AURORA | The latest squabble between two factions of Aurora City Council members comes over t-shirts embellished with a “Thin Blue Line” flag meant to support law enforcement.
Six members — Charlie Richardson, Dave Gruber, Johnny Watson, Francoise Bergan, Marsha Berzins and Bob Roth — sported the t-shirts under suit jackets and blazers at Monday’s city council meeting.
After the meeting, Gruber and Watson said the shirts were worn simply to support the city’s police officers, not because of any measure that was on the agenda or in light of recent events that have landed protestors in the chamber asking for more police accountability.
“There’s a morale problem,” Watson said of the shirts.
But others saw the shirts as a symbol of division.
Arapahoe County Democratic Chairwoman Kristen Mallory said during public comment the shirts were “shameful” and a clear message that those council members don’t support the Black Lives Matter movement.
“Thin blue line” symbolism, which is defined by Oxford Dictionaries as being “a reference to police…in the context of maintaining order during unrest,” is also sometimes associated with a Blue Lives Matter movement. Mallory said the shirts equate a career choice to race and the consequences that follow.
Earlier this month, an Aurora City Council was temporarily shut down by protesters who demanded justice for Elijah McClain, who died after an interaction with police this summer. A coroner’s report deemed McClain’s cause of death inconclusive.
Many expected similar protests this week, which never materialized.
Richardson replied to Mallory’s public comment that Aurora would have the most “anti-police” city council when new members are sworn in next month. Richardson lost a bid for re-election to Juan Marcano in Ward IV.
Councilwoman Allison Hiltz said not all council members were invited to wear the shirts. She called the shirts a use of rhetoric that left-leaning members of the council are anti-police.

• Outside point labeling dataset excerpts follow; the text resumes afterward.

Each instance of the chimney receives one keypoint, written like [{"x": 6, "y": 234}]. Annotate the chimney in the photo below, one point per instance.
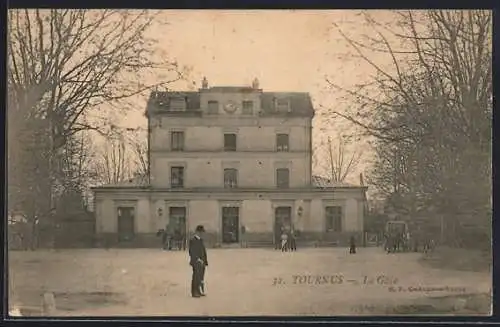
[
  {"x": 204, "y": 83},
  {"x": 255, "y": 83}
]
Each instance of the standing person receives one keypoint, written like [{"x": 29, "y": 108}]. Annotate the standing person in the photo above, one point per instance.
[
  {"x": 284, "y": 241},
  {"x": 198, "y": 260},
  {"x": 352, "y": 247},
  {"x": 293, "y": 244}
]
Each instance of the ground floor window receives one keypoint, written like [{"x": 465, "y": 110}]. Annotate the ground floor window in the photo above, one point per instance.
[
  {"x": 230, "y": 224},
  {"x": 282, "y": 221},
  {"x": 177, "y": 220},
  {"x": 126, "y": 223},
  {"x": 333, "y": 216}
]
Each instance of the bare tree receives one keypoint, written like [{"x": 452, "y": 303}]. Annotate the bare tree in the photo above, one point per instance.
[
  {"x": 66, "y": 68},
  {"x": 137, "y": 142},
  {"x": 341, "y": 160},
  {"x": 430, "y": 112},
  {"x": 111, "y": 162}
]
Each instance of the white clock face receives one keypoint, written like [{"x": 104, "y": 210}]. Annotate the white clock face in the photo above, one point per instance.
[{"x": 230, "y": 107}]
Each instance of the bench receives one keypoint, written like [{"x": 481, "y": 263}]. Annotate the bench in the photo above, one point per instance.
[{"x": 259, "y": 244}]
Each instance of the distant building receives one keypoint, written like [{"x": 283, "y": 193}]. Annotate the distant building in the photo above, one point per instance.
[{"x": 235, "y": 159}]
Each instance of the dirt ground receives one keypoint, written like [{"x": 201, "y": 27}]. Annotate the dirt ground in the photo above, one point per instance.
[{"x": 150, "y": 282}]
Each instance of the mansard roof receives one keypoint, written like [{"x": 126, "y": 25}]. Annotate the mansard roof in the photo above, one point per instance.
[{"x": 300, "y": 102}]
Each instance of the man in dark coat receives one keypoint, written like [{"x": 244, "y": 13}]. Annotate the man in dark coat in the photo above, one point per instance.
[
  {"x": 352, "y": 245},
  {"x": 198, "y": 260}
]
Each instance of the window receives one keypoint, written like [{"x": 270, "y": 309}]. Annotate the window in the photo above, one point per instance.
[
  {"x": 333, "y": 219},
  {"x": 213, "y": 107},
  {"x": 177, "y": 141},
  {"x": 282, "y": 178},
  {"x": 229, "y": 142},
  {"x": 282, "y": 142},
  {"x": 177, "y": 221},
  {"x": 247, "y": 107},
  {"x": 230, "y": 178},
  {"x": 177, "y": 177},
  {"x": 177, "y": 104},
  {"x": 282, "y": 105},
  {"x": 230, "y": 224}
]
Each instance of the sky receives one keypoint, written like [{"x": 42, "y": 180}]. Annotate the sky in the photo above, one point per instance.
[{"x": 287, "y": 50}]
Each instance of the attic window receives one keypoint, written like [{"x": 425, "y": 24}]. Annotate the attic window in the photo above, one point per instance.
[
  {"x": 282, "y": 105},
  {"x": 177, "y": 104}
]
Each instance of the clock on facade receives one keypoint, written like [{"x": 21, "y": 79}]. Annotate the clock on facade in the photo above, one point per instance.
[{"x": 230, "y": 107}]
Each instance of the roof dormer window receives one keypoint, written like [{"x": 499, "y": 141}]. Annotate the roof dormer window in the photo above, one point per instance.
[
  {"x": 282, "y": 105},
  {"x": 178, "y": 104}
]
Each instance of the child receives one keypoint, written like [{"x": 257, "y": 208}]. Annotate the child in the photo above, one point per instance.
[
  {"x": 352, "y": 248},
  {"x": 284, "y": 240}
]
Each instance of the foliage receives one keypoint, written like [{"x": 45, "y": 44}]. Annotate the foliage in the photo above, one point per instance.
[{"x": 430, "y": 113}]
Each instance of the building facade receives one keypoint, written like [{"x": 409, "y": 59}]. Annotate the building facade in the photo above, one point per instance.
[{"x": 238, "y": 161}]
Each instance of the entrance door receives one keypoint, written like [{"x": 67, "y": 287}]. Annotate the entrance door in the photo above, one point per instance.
[
  {"x": 230, "y": 225},
  {"x": 282, "y": 221},
  {"x": 177, "y": 226},
  {"x": 126, "y": 229}
]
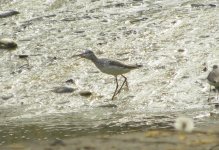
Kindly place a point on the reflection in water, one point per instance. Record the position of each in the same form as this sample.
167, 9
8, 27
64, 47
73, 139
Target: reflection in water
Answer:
172, 39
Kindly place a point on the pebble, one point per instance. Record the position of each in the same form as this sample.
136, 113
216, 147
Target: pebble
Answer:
85, 93
63, 90
212, 5
8, 13
57, 142
70, 81
181, 50
6, 97
22, 56
6, 43
197, 5
108, 106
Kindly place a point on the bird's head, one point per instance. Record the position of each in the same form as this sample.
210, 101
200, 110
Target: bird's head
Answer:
88, 54
215, 66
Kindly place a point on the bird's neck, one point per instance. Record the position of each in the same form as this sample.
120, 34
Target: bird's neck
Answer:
94, 58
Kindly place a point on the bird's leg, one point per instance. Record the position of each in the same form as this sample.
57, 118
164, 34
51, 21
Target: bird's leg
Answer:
125, 81
209, 94
217, 90
117, 85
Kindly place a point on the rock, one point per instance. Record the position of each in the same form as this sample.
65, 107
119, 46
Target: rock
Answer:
216, 106
6, 43
212, 5
22, 56
70, 81
6, 97
108, 106
85, 93
63, 90
57, 142
8, 13
197, 5
79, 31
119, 5
181, 50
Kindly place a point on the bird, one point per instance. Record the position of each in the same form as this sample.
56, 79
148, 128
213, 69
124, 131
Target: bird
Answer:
111, 67
213, 79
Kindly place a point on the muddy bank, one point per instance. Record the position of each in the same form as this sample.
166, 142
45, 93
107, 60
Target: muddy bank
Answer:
159, 139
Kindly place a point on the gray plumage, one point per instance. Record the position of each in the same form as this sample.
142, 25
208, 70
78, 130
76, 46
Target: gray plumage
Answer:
111, 67
213, 77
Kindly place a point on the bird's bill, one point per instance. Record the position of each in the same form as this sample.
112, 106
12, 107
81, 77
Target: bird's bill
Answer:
78, 55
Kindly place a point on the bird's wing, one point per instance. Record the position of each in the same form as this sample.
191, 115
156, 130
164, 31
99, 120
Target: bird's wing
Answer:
213, 77
117, 63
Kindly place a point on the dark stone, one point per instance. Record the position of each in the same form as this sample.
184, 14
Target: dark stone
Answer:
85, 93
63, 90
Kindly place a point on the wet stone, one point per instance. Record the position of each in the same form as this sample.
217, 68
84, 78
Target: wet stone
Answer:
85, 93
205, 69
57, 142
6, 97
212, 5
22, 56
108, 106
63, 90
138, 20
216, 106
119, 5
6, 43
70, 81
181, 50
79, 31
8, 13
197, 5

“I don’t have on a t-shirt, but I think it’s important that when we’re talking about support for people in this city we do it through policy, and I don’t believe that the insinuation of us on the left are moving further left is indicative of being anti-police,” she said at the end of the meeting. “I don’t think wanting to engage the community and having additional conversations about how we can do better is being anti-police…So I just want to make it very clear that I think for all of us that weren’t offered a t-shirt or told about a t-shirt or provided a t-shirt that does not mean we don’t support our police department. But we have some serious issues that we need to address…”
During the meeting, council members unanimously agreed to a one-time contribution increase to police pensions. Pay and benefits have been at the center of conversations of why police officers and firefighters are increasingly leaving Aurora for neighboring Denver. City staff said five police officers have left Aurora this year.
Richardson attempted to permanently increase the contributions. City council only agreed to a one-time bump from 10.5 percent to 12 percent. Many who voted against Richardson’s proposed amendment cited budgetary concerns.
Each year the city budget must be balanced, but projections so far don’t show a balanced budget beyond 2020, according to city staff.